Robinson Crusoé (Borel)/47

Traduction par Pétrus Borel.
Borel et Varenne (tome 1p. 369-376).

Prévoyance.



ais je différai un peu mon projet quand j’eus eu une conversation sérieuse avec l’Espagnol, et que j’eus acquis la certitude qu’il y avait encore seize de ses camarades, tant espagnols que portugais, qui, ayant fait naufrage et s’étant sauvés sur cette côte, y vivaient, à la vérité, en paix avec les Sauvages, mais en fort mauvaise passe quant à leur nécessaire, et au fait quant à leur existence. Je lui demandai toutes les particularités de leur voyage, et j’appris qu’ils avaient appartenu à un vaisseau espagnol venant de Rio de la Plata et allant à la Havane, où il devait débarquer sa cargaison, qui consistait principalement en pelleterie et en argent, et d’où il devait rapporter toutes les marchandises européennes qu’il y pourrait trouver ; qu’il y avait à bord cinq matelots portugais recueillis d’un naufrage : que tout d’abord que le navire s’étant perdu, cinq des leurs s’étaient noyés ; que les autres à travers des dangers et des hasards infinis, avaient abordé mourants de faim à cette côte cannibale, où à tout moment ils s’attendaient à être dévorés.

Il me dit qu’ils avaient quelques armes avec eux, mais qu’elles leur étaient tout-à-fait inutiles, faute de munitions, l’eau de la mer ayant gâté toute leur poudre, sauf une petite quantité qu’ils avaient usée dès leur débarquement pour se procurer quelque nourriture.

Je lui demandai ce qu’il pensait qu’ils deviendraient là, et s’ils n’avaient pas formé quelque dessein de fuite. Il me répondit qu’ils avaient eu plusieurs délibérations à ce sujet ; mais que, n’ayant ni bâtiment, ni outils pour en construire un, ni provisions d’aucune sorte, leurs consultations s’étaient toujours terminées par les larmes et le désespoir.

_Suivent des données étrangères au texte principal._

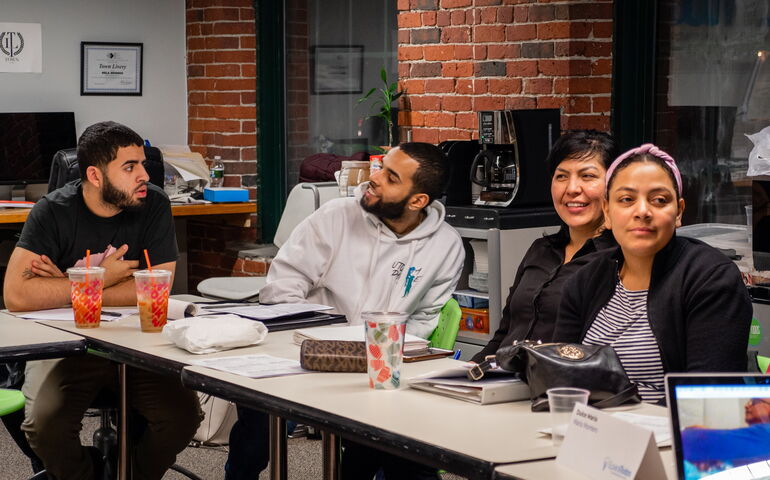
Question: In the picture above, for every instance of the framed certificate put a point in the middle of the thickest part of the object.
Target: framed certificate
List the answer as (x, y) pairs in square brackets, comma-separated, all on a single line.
[(108, 68)]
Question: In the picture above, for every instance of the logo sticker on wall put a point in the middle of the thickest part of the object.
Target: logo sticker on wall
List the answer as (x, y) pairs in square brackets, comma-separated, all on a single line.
[(21, 48), (755, 332)]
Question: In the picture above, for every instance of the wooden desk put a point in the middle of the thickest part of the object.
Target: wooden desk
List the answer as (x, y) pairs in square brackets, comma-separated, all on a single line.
[(19, 215), (550, 470), (22, 339)]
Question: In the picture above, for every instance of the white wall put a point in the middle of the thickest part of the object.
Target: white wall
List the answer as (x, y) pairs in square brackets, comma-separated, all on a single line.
[(160, 114)]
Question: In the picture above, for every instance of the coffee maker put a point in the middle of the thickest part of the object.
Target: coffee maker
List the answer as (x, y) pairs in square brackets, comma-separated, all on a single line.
[(510, 169)]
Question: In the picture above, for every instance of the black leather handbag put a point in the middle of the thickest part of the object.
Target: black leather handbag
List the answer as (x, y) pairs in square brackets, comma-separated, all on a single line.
[(551, 365)]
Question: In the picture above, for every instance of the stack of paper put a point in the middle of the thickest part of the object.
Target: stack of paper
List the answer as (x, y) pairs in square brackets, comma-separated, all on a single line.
[(454, 383), (352, 333)]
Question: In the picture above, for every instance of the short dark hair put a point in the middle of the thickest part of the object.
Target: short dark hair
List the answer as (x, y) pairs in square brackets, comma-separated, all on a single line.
[(578, 144), (432, 174), (99, 144)]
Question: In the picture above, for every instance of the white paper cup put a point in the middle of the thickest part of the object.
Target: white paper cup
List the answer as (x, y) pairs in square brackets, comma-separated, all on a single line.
[(561, 402)]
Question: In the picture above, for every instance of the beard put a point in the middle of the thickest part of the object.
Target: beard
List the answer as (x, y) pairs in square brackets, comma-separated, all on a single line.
[(120, 199), (386, 210)]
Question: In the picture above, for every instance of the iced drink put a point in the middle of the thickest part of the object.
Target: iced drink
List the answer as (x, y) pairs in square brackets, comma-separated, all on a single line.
[(87, 284), (152, 289), (384, 348)]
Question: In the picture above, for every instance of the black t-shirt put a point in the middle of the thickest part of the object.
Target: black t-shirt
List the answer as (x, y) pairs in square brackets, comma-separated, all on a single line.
[(62, 227)]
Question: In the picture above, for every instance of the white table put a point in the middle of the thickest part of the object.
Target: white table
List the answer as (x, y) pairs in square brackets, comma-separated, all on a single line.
[(548, 469)]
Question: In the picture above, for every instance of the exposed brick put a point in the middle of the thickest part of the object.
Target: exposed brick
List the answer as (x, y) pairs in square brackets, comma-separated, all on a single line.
[(455, 35), (504, 86), (443, 18), (520, 103), (457, 69), (409, 20), (488, 33), (520, 13), (600, 104), (541, 13), (456, 103), (428, 135), (563, 68), (439, 52), (444, 85), (408, 53), (456, 3), (503, 50), (432, 69), (522, 68), (439, 119), (538, 85), (425, 35), (424, 4), (490, 69), (457, 17), (517, 33), (537, 50), (488, 103), (424, 103)]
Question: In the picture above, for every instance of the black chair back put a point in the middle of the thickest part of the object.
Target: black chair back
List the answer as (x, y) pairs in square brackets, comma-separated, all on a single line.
[(64, 167)]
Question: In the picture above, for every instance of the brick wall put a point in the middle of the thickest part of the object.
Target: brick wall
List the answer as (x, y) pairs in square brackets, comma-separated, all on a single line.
[(221, 86), (458, 57)]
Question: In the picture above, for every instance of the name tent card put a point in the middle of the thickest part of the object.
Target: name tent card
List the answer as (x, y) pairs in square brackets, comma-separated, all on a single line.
[(604, 447)]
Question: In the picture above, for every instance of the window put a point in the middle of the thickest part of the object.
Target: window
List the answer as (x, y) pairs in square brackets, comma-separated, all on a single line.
[(712, 88)]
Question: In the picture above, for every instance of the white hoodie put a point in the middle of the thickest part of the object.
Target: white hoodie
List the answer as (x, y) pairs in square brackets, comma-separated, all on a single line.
[(349, 259)]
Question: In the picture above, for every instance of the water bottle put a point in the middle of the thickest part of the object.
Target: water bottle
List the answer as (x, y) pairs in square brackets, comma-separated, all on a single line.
[(217, 172)]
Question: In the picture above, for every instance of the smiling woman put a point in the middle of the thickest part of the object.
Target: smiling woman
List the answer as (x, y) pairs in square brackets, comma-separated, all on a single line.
[(665, 303)]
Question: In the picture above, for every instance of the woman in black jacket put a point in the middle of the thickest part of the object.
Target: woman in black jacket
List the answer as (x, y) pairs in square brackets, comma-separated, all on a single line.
[(577, 163), (665, 303)]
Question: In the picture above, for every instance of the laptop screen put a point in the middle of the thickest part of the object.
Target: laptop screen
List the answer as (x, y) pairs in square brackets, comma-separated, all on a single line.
[(720, 425)]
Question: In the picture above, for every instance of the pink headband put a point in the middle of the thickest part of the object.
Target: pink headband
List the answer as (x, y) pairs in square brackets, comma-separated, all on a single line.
[(651, 150)]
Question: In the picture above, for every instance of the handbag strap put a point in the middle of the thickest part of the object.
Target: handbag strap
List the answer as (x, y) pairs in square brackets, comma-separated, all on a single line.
[(619, 398), (477, 371)]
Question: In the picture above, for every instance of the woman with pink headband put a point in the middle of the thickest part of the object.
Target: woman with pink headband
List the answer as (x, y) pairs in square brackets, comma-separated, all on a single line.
[(665, 303)]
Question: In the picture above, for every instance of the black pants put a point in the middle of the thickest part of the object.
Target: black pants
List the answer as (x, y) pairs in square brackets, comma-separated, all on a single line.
[(360, 462)]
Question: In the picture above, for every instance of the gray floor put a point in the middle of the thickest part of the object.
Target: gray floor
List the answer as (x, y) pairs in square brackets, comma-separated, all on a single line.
[(206, 462)]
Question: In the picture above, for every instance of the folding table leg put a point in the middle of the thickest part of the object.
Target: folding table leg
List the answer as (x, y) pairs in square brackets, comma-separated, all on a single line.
[(278, 469), (330, 456), (123, 425)]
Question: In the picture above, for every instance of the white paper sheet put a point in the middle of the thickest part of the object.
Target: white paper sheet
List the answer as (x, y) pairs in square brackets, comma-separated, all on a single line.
[(253, 366)]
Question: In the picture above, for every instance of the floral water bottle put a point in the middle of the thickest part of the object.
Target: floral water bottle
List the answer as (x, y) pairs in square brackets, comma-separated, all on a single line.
[(217, 172)]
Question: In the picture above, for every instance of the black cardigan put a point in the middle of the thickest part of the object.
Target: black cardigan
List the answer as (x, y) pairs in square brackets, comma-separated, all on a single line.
[(698, 307), (534, 297)]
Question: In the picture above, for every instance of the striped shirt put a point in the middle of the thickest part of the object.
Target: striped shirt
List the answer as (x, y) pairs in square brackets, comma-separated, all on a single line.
[(624, 325)]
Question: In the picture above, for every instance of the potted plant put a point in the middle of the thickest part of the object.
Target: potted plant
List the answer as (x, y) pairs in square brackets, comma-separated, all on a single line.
[(384, 98)]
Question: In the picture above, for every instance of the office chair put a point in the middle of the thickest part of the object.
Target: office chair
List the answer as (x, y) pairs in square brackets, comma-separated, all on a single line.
[(304, 199), (64, 167)]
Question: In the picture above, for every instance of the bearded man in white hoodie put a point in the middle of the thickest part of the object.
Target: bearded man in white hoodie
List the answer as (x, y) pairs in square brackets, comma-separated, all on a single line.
[(386, 249)]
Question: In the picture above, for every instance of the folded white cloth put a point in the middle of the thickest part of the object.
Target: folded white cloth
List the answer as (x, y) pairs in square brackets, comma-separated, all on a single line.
[(214, 333)]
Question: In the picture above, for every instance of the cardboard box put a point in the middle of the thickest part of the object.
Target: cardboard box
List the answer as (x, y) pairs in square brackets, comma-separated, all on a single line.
[(226, 194)]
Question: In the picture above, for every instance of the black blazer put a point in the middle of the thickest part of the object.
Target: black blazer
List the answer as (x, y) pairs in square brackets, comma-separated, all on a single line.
[(698, 307)]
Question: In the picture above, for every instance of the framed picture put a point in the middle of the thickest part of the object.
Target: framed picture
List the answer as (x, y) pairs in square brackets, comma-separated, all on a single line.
[(336, 69), (110, 68)]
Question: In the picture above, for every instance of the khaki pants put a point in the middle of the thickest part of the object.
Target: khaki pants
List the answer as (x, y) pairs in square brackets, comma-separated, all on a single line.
[(59, 392)]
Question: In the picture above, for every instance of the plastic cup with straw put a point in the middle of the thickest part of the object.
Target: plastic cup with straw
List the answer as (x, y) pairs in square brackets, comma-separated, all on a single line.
[(152, 290), (87, 285)]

Je lui demandai s’il pouvait présumer comment ils accueilleraient, venant de moi, une proposition qui tendrait à leur délivrance, et si, étant touts dans mon île, elle ne pourrait pas s’effectuer. Je lui avouai franchement que je redouterais beaucoup leur perfidie et leur trahison si je déposais ma vie entre leurs mains ; car la reconnaissance n’est pas une vertu inhérente à la nature humaine : les hommes souvent mesurent moins leurs procédés aux bons offices qu’ils ont reçus qu’aux avantages qu’ils se promettent. — « Ce serait une chose bien dure pour moi, continuai-je, si j’étais l’instrument de leur délivrance, et qu’ils me fissent ensuite leur prisonnier dans la Nouvelle-Espagne, où un Anglais peut avoir l’assurance d’être sacrifié, quelle que soit la nécessité ou quel que soit l’accident qui l’y ait amené. J’aimerais mieux être livré aux Sauvages et dévoré vivant que de tomber entre les griffes impitoyables des Familiers, et d’être traîné devant l’Inquisition. » J’ajoutai qu’à part cette appréhension, j’étais persuadé, s’ils étaient touts dans mon île, que nous pourrions à l’aide de tant de bras construire une embarcation assez grande pour nous transporter soit au Brésil du côté du Sud, soit aux îles ou à la côte espagnole vers le Nord ; mais que si, en récompense, lorsque je leur aurais mis les armes à la main, ils me traduisaient de force dans leur patrie, je serais mal payé de mes bontés pour eux, et j’aurais fait mon sort pire qu’il n’était auparavant.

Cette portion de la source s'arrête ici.